We measured differences in complexity between model-based and model-free learning strategies for a canonical learning task and report four main findings. First, human subject tendencies towards either model-free or model-based strategies were both associated with higher information complexity, a measure of the flexibility with which different patterns of past observations were used to guide choices. Second, while these increases in information complexity did not affect average reward obtained, they were associated with choices that had higher predictive accuracy of subsequent task features. Third, these increases in information complexity were associated with longer RTs, irrespective of whether the source of increased information complexity was based on a model-free or model-based strategy. Fourth, these similarities were apparent despite the two strategy types using very different task features to drive learning: subjects using more model-free strategies tended to learn by associating past first responses with reward, whereas subjects using more model-based strategies tended to use the inferred, latent transition probabilities between the first and second states.

Our results highlight the importance of distinguishing different forms of complexity, in particular distinguishing computational complexity, which measures resource demands, from information complexity, which measures strategic flexibility. These two forms of complexity covary under some, but not all, conditions.

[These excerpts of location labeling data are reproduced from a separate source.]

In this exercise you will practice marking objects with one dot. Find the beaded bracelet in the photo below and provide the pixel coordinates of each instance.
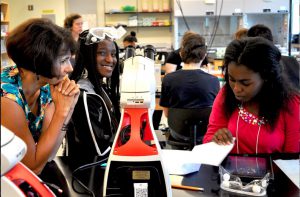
(64, 127)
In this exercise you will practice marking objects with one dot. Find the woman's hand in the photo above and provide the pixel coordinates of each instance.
(223, 136)
(65, 96)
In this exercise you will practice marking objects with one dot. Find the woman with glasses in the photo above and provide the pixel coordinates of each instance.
(95, 117)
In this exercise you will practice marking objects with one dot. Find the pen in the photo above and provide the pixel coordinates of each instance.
(188, 187)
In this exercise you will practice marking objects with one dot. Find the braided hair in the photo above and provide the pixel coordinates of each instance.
(86, 58)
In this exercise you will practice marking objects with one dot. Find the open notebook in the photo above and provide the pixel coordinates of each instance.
(183, 162)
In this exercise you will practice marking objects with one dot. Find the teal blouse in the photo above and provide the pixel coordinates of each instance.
(11, 87)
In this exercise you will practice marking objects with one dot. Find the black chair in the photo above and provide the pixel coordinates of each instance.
(187, 127)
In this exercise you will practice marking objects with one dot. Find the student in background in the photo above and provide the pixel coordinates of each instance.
(174, 61)
(95, 118)
(240, 33)
(257, 105)
(73, 22)
(130, 40)
(289, 64)
(37, 97)
(189, 87)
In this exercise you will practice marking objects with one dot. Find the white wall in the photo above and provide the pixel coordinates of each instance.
(19, 10)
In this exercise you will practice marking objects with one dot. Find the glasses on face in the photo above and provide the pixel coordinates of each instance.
(98, 34)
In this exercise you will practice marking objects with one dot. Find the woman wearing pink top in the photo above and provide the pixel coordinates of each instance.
(256, 106)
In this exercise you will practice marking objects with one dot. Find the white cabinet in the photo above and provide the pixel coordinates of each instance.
(152, 20)
(258, 6)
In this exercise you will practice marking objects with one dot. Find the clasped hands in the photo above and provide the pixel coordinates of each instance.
(65, 95)
(223, 137)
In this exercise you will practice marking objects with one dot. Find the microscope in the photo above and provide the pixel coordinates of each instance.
(135, 166)
(16, 179)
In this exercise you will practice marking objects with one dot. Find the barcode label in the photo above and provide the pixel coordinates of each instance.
(140, 189)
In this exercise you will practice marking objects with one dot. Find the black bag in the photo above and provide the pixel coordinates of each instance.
(92, 127)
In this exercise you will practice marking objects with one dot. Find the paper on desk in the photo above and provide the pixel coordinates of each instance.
(176, 162)
(182, 162)
(290, 167)
(211, 153)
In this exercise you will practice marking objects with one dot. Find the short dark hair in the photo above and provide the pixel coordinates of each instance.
(131, 37)
(261, 56)
(35, 45)
(193, 48)
(260, 30)
(68, 22)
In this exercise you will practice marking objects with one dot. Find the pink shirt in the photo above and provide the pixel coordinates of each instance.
(284, 138)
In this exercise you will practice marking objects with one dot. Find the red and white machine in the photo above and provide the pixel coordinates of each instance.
(16, 179)
(135, 166)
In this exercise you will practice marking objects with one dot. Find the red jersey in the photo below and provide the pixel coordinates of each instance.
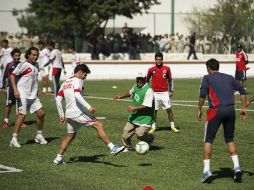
(241, 61)
(161, 78)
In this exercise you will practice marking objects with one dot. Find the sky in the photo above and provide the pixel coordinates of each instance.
(158, 24)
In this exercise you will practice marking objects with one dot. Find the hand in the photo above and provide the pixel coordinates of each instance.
(61, 120)
(116, 97)
(92, 110)
(131, 108)
(199, 116)
(243, 114)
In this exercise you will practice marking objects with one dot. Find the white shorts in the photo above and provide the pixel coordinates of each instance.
(44, 71)
(84, 120)
(32, 104)
(162, 98)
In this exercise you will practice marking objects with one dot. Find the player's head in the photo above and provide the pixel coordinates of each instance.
(71, 49)
(16, 53)
(212, 65)
(32, 54)
(81, 71)
(141, 80)
(239, 47)
(51, 45)
(5, 43)
(158, 58)
(40, 44)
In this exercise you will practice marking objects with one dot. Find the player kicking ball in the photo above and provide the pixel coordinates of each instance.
(78, 113)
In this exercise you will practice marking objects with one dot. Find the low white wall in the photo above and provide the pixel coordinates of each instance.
(129, 71)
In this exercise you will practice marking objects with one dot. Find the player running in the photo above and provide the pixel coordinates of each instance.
(26, 90)
(78, 112)
(162, 85)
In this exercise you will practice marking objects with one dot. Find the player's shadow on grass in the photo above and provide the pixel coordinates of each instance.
(227, 173)
(93, 159)
(49, 139)
(154, 148)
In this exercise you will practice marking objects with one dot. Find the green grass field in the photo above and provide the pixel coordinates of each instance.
(174, 162)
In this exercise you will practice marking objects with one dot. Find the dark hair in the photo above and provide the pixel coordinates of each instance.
(6, 41)
(40, 42)
(82, 67)
(15, 50)
(29, 51)
(158, 54)
(213, 64)
(51, 43)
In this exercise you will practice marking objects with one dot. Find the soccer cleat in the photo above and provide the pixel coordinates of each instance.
(237, 175)
(5, 125)
(40, 139)
(174, 130)
(58, 162)
(206, 177)
(116, 150)
(15, 143)
(151, 131)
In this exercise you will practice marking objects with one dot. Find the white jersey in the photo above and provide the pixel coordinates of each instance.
(43, 57)
(6, 56)
(56, 57)
(28, 82)
(149, 96)
(70, 90)
(75, 60)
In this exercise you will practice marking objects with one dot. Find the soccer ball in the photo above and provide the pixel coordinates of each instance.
(142, 147)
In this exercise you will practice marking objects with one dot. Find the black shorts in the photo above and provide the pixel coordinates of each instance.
(217, 116)
(240, 75)
(10, 98)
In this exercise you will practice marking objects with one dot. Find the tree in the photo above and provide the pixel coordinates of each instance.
(232, 17)
(64, 20)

For example, increasing computational complexity by providing more computational resources can, in principle, support increased flexibility in how information is processed and therefore higher information complexity if these computations are used to expand the feature space over which inference is performed (Feldman & Crutchfield, 1998; Griffiths & Tenenbaum, 2003). However, as we showed, this relationship does not always hold: a standard model-free learning algorithm, although less computationally complex, can be equally or more information complex relative to a standard model-based learning algorithm.

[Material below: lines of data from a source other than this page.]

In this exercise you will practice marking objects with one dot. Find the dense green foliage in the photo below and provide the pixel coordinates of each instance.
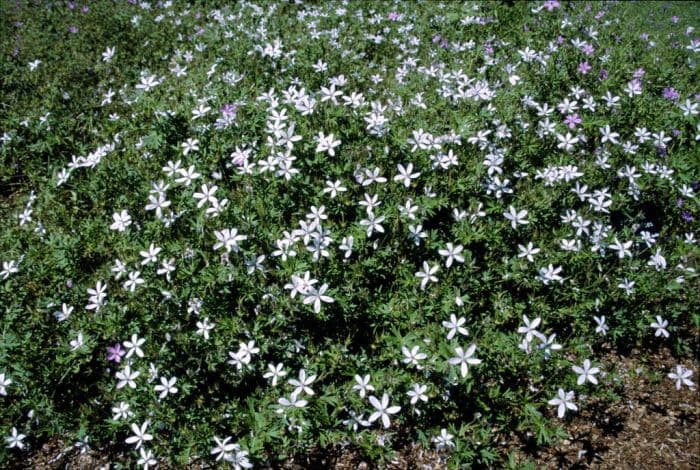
(462, 201)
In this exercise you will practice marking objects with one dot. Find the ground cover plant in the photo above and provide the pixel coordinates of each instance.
(233, 234)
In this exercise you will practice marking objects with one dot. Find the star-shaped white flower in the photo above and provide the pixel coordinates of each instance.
(383, 410)
(140, 435)
(563, 401)
(464, 359)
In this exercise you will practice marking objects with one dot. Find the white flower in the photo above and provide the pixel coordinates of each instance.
(682, 377)
(528, 251)
(563, 401)
(15, 439)
(362, 385)
(327, 143)
(77, 342)
(443, 440)
(622, 248)
(452, 253)
(405, 174)
(122, 411)
(133, 281)
(204, 327)
(140, 435)
(530, 329)
(549, 274)
(228, 239)
(516, 217)
(302, 385)
(586, 373)
(150, 255)
(108, 54)
(292, 402)
(4, 383)
(660, 325)
(657, 260)
(166, 386)
(383, 410)
(191, 145)
(146, 458)
(121, 221)
(317, 296)
(275, 372)
(413, 356)
(133, 346)
(464, 359)
(417, 392)
(455, 326)
(127, 377)
(427, 274)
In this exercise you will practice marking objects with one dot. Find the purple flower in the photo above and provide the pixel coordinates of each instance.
(670, 93)
(115, 353)
(584, 67)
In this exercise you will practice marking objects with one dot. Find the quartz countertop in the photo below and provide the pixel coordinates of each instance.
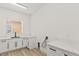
(72, 47)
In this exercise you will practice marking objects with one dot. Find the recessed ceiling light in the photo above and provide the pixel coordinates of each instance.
(19, 5)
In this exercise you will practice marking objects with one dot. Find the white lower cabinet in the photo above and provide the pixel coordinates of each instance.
(55, 51)
(25, 42)
(12, 44)
(16, 43)
(3, 46)
(32, 43)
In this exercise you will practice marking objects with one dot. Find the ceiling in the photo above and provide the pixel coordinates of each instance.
(31, 7)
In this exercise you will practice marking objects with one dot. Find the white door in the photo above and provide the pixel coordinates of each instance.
(19, 43)
(3, 46)
(25, 42)
(12, 44)
(32, 43)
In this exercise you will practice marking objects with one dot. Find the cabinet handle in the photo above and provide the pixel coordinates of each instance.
(15, 44)
(65, 55)
(52, 49)
(22, 42)
(8, 45)
(3, 41)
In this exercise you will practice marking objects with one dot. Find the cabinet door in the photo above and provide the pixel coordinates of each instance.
(19, 43)
(3, 46)
(25, 42)
(32, 43)
(12, 44)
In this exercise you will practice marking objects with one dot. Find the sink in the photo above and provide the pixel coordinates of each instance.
(15, 37)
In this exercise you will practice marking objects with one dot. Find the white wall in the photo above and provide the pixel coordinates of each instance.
(60, 21)
(6, 14)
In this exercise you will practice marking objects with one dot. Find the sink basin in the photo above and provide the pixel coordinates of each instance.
(15, 37)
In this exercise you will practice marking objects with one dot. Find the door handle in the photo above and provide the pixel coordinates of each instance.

More generally, our analyses of information complexity oppose the notion that model-free decision strategies are necessarily more automatic, inflexible, and habitual than model-based strategies, at least for human subjects performing the two-step task (Daw et al., 2011; Decker et al., 2016; Eppinger et al., 2013; Gläscher et al., 2010; Pauli et al., 2018). Both model-based and model-free strategies were associated with increases in information complexity, even if the specific information being encoded differed. Moreover, increases in information complexity for both model-free or model-based strategies were accompanied by similar increases in mean RT. Given that shorter RTs have been associated with habitual, automatic processing, such as for certain forms of statistical learning (Filipowicz, Anderson, & Danckert, 2014; Jabar, Filipowicz, & Anderson, 2017a, 2017b; Nissen & Bullemer, 1987; Robertson, 2007; Turk-Browne, Jungé, & Scholl, 2005), these results imply that the primary difference between model-free versus model-based strategies is not automaticity versus flexibility. Instead, both strategies can make flexible use of past task features to guide future behavior, but model-free strategies focus more on observed task features (e.g., responses, rewards, stimuli), whereas model-based strategies focus more on latent task features (e.g., transition structures).

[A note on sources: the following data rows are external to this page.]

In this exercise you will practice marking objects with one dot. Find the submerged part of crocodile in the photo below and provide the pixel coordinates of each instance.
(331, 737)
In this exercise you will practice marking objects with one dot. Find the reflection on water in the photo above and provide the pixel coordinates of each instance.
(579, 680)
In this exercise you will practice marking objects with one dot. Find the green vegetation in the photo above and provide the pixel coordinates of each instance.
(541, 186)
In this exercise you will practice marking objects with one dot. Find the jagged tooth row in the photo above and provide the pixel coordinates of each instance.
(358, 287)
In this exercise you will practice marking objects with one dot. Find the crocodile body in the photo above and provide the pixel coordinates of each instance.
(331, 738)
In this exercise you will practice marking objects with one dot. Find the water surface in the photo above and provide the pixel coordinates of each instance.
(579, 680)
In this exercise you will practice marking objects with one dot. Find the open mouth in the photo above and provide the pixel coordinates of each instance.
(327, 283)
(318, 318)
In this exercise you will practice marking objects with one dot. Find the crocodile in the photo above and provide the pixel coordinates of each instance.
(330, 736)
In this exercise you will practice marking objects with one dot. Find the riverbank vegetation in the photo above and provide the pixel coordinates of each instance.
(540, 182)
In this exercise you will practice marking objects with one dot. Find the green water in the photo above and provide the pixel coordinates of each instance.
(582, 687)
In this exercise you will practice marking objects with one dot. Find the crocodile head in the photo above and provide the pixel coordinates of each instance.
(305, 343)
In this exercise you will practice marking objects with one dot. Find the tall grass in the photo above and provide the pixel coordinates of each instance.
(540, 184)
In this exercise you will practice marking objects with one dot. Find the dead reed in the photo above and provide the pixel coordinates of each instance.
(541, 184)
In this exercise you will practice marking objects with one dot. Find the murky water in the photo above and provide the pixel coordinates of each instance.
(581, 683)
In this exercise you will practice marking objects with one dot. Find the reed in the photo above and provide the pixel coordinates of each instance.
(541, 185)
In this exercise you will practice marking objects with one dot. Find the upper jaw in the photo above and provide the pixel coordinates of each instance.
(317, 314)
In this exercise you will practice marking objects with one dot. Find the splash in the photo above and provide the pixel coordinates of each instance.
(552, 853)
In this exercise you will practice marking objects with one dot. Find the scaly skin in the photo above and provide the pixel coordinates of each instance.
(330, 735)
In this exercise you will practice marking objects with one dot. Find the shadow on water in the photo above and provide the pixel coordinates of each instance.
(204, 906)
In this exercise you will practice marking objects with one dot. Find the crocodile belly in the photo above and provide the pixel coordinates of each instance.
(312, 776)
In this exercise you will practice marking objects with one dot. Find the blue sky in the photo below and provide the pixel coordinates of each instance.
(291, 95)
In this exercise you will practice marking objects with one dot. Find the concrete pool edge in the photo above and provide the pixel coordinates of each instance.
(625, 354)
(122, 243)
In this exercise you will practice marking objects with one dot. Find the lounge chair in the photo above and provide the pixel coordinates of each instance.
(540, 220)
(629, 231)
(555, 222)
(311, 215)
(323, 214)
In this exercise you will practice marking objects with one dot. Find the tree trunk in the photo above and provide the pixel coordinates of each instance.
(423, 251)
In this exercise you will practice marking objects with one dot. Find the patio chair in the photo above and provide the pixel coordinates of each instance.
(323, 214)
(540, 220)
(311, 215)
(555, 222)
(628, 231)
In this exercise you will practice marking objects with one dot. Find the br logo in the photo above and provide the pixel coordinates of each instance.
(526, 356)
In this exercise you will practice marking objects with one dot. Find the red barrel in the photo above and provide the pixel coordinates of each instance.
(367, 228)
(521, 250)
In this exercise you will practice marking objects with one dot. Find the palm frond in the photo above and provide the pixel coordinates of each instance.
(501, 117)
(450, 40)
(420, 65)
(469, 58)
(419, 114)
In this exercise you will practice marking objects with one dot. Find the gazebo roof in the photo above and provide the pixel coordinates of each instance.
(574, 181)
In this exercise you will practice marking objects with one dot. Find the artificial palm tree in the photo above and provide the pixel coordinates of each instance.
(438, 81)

Our results also highlight the usefulness of information-based metrics for assessing the nature of the strategy used by individual subjects. Although these metrics do not require an explicit model of the underlying strategy, we showed that they can be used to identify specific task features that drive learning. As predicted by a model-free algorithm, subjects with strong model-free tendencies tended to rely on their previous first-level choice. Conversely, subjects with strong model-based tendencies tended to rely on the inferred transition between the first and second states. However, those subjects also relied on the previous first-level choices to a degree that was not predicted by standard model-based algorithms. This discrepancy likely reflects a high diversity of model-based strategies used by participants for this task, which can appear similarly model-based even if they differ substantially from the common model-based algorithm used to fit their responses (Akam et al., 2015; da Silva & Hare, 2020). Moreover, there are likely substantial individual differences in the exact nature of these strategies, making it even more difficult to assess their computational complexity (da Silva & Hare, 2020). A more extensive information-based analysis of the features used by subjects on these kinds of tasks to drive learning might help inform our understanding of the specific model-based strategies they use.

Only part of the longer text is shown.